I think the cooler system would more dramatically effect the performance than the IDE cable.

Also there's not really much you can do to increase the performance of a game console. The X-Box has a 733Mhz processor with 64 Megs of RAM. The games aren't written like PC games that have to run on a variety of different combinations of hardware. They are written specifically to run on a 733Mhz processor and to utilize 64 Megs of RAM. Even if you managed to put in a faster processor and more RAM the games aren't written to take advantage of it, and in most cases the games would run too fast because of this. 

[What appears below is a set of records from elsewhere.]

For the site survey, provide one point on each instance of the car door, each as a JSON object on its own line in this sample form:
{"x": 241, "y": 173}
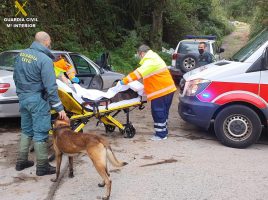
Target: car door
{"x": 89, "y": 75}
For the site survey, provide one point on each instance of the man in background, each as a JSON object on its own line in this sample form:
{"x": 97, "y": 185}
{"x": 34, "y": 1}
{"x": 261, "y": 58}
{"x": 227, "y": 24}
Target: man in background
{"x": 204, "y": 57}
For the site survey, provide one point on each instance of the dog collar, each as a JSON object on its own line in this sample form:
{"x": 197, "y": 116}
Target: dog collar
{"x": 61, "y": 127}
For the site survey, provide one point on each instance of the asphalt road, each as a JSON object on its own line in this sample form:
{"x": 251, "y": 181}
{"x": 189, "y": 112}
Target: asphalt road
{"x": 190, "y": 164}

There was a custom X-Box for sale by a 3rd party company in which they managed to upgrade the machine with a 1.4Ghz celeron. They had to put a switch on the unit to clock it down to 733Mhz for the games that were written specifically to run at 733Mhz because they would run too fast. Game programmers assume the hardware conditions will never change so they program console games in this manner. 

This is why a 733Mhz X-BOX can play games that would bog down a 733Mhz PC. The software is optimized specifically for the hardware. Plus there's not alot of crap running in the background. 

However your lights look cool and I would imagine you've extended the life of the machine by keeping it cooler. Plus you'll need that extra cooling power with that bigger hard drive. That in itself is a plus.


----------



## SlothX311

thats cool and all, and i understand that the xbox is slow in the first place, but numbers dont lie.....the first time i clocked a loading screen with the 40 pin cable, it loaded 40 percent slower than with the 80 pin cable, i dont give a crap what made it do that, all i know is that box loads faster than a standard xbox


----------



## kof2000

i added a 250gb on mines and did not need any cooling.

the xbox is ata66 and if you do mods you're familiar with the x - scene and so the different with using a different cable is only a few seconds difference not a 30-40% boost.


----------



## SlothX311

actually your wrong......im telling you people.....i timed the loading......fable took 1 minute 53 seconds to load a save file with the 40 pin cable.....with the 80 pin cable it only took 1 minute 21 seconds....i dont care what ATA standard the xbox utilizes but it was faster....


----------



## spacedude89

yes, he is right. the xbox supports the 80 pin cable. but microsoft is cheap by only shipping it whith a 40 pin cable. its a very common mod


----------